Joe sat quietly for a moment, watching her—not with pity, not with worry, but with something steadier.
“Nelly,” he said softly, “you know why I love you?”
She smirked a little, brushing it off. “Because I’m charming, obviously.”
He shook his head. “No. Because you’re fearless.”
That made her pause.
He leaned forward. “Most people spend their whole lives running from death. Hiding from it. Pretending it’s not there.” He tapped his chest lightly. “But you… you met it early.
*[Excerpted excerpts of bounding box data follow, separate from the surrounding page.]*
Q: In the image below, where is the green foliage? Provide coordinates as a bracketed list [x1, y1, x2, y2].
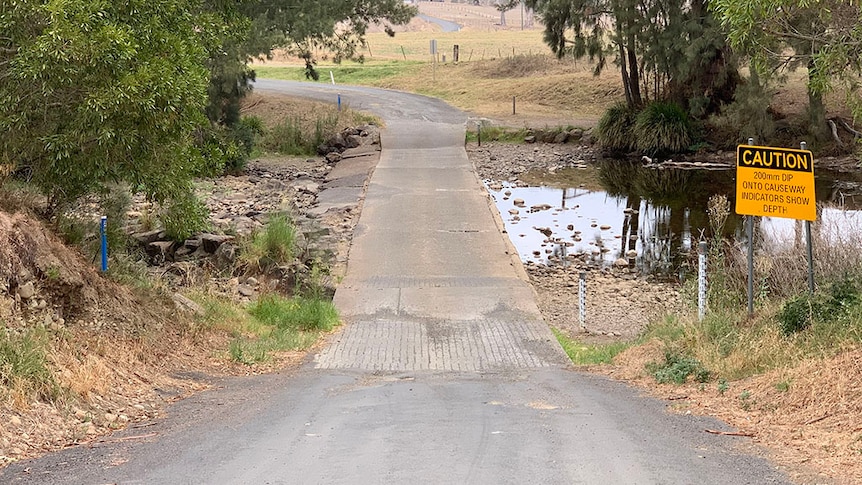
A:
[249, 295, 338, 331]
[596, 103, 638, 152]
[552, 329, 630, 365]
[261, 113, 338, 156]
[240, 214, 297, 269]
[647, 350, 710, 384]
[777, 295, 820, 335]
[467, 126, 529, 144]
[776, 277, 861, 336]
[0, 326, 60, 401]
[710, 72, 775, 147]
[0, 0, 216, 214]
[526, 0, 737, 111]
[632, 102, 694, 155]
[159, 191, 209, 241]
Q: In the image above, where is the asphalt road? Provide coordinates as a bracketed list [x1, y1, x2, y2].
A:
[0, 80, 788, 484]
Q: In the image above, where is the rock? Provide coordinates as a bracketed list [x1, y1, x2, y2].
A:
[201, 234, 234, 254]
[146, 241, 176, 264]
[213, 242, 236, 269]
[132, 229, 167, 246]
[18, 281, 36, 300]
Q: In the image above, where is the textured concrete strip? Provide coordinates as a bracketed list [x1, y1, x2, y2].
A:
[317, 317, 567, 372]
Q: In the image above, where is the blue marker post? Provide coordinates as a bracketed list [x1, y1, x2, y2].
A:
[99, 216, 108, 271]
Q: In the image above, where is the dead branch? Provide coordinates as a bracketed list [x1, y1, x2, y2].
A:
[704, 429, 754, 438]
[835, 118, 862, 140]
[803, 414, 832, 426]
[826, 120, 844, 148]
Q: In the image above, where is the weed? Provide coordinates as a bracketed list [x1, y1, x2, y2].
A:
[596, 103, 638, 152]
[0, 326, 60, 405]
[647, 350, 710, 384]
[632, 101, 693, 155]
[739, 389, 754, 411]
[249, 295, 338, 331]
[240, 214, 296, 269]
[552, 329, 629, 365]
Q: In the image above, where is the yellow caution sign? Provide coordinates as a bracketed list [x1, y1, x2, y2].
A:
[736, 145, 817, 221]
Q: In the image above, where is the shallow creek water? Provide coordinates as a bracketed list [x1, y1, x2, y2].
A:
[485, 161, 862, 276]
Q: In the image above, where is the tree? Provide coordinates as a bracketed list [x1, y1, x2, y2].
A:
[0, 0, 223, 215]
[713, 0, 862, 138]
[526, 0, 738, 116]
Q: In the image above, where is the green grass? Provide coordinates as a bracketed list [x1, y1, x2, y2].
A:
[240, 214, 296, 269]
[229, 295, 339, 365]
[0, 326, 60, 402]
[467, 126, 527, 143]
[249, 295, 338, 331]
[553, 329, 630, 365]
[254, 61, 424, 86]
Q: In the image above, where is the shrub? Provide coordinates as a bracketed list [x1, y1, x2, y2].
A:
[241, 214, 297, 269]
[159, 193, 209, 241]
[647, 350, 710, 384]
[0, 326, 59, 402]
[632, 101, 693, 155]
[596, 103, 638, 152]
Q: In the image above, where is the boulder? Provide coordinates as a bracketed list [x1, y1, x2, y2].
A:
[554, 131, 569, 144]
[201, 234, 234, 254]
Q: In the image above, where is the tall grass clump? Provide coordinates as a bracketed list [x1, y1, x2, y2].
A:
[229, 294, 339, 365]
[249, 295, 338, 332]
[552, 329, 630, 365]
[644, 197, 862, 381]
[0, 326, 60, 405]
[632, 101, 694, 155]
[596, 103, 638, 152]
[240, 214, 297, 269]
[260, 109, 340, 156]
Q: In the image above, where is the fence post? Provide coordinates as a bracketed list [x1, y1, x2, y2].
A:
[799, 141, 814, 295]
[99, 216, 108, 272]
[578, 271, 587, 332]
[697, 241, 707, 321]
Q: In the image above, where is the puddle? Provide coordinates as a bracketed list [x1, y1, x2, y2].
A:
[485, 161, 862, 276]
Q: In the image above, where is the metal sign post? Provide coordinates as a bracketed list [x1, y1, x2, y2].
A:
[736, 138, 817, 314]
[578, 271, 587, 332]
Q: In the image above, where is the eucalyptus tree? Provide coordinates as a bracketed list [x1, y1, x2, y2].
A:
[712, 0, 862, 138]
[0, 0, 223, 214]
[526, 0, 738, 116]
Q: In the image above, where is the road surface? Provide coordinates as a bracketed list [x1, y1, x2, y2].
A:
[0, 80, 788, 484]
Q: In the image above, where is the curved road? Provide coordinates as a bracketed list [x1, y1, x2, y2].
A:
[0, 80, 788, 484]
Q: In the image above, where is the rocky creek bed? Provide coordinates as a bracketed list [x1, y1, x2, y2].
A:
[467, 142, 684, 342]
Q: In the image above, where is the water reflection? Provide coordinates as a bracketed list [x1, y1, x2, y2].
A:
[488, 161, 862, 275]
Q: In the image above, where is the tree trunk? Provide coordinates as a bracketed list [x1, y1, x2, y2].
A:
[622, 34, 643, 106]
[808, 60, 829, 141]
[618, 43, 635, 108]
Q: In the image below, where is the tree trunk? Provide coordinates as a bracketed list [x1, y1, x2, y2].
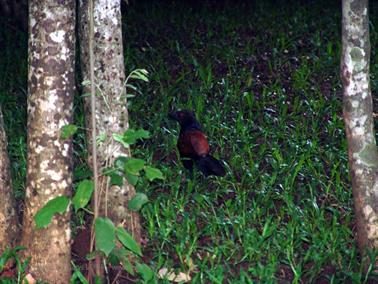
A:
[341, 0, 378, 253]
[22, 0, 75, 283]
[80, 0, 140, 241]
[0, 109, 19, 255]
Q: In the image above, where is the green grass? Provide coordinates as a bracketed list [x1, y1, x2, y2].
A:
[124, 2, 376, 283]
[0, 1, 378, 283]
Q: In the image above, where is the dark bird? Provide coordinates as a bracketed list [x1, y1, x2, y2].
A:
[168, 110, 226, 176]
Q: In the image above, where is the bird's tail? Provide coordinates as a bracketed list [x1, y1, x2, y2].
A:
[196, 155, 226, 176]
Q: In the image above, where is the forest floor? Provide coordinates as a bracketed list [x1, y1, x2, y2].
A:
[0, 1, 378, 283]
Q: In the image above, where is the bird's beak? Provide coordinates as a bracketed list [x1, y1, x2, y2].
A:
[168, 112, 178, 120]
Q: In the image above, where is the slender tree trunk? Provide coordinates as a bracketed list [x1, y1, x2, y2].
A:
[80, 0, 140, 241]
[341, 0, 378, 252]
[0, 109, 18, 254]
[22, 0, 75, 283]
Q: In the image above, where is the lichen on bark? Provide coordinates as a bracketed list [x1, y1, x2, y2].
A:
[21, 0, 75, 283]
[341, 0, 378, 252]
[79, 0, 140, 240]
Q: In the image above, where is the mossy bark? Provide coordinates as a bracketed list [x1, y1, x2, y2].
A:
[79, 0, 140, 241]
[341, 0, 378, 253]
[21, 0, 75, 283]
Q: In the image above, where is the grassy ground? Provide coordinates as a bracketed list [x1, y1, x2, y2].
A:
[0, 1, 378, 283]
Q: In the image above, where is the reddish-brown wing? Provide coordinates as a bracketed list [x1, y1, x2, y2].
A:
[178, 130, 210, 158]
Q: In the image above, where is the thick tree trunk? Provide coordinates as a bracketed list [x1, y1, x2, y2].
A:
[0, 109, 19, 254]
[341, 0, 378, 252]
[80, 0, 140, 241]
[22, 0, 75, 283]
Cystic Fibrosis didn’t let you pretend.”
She looked away, quieter now.
“It should’ve broken you,” Joe continued. “Made you small. Careful. Afraid to live too much.”
He smiled faintly.
“But it did the opposite.”
Nelly let out a breath, her voice barely above a whisper. “I just didn’t want to waste time.”
“Exactly,” he said. “That’s the silver lining. You don’t fear the end—so you actually live. You take risks. You speak your mind. You love hard.”
He paused, then added:
“And that’s rare. That’s why I love you.”
She looked back at him, eyes sharper now, but warmer too.
“You make it sound like a gift.”
Joe shrugged. “Not the illness. Never that. But what you became because of it?” He nodded. “That’s something most people never earn.”
A small smile crept onto her face.
“Fearless, huh?”
Joe grinned. “Fearless… and stubborn. Don’t forget that.”
She laughed, nudging him.
And for a moment, the shadow of illness didn’t define her story—only the fire it had forged inside her.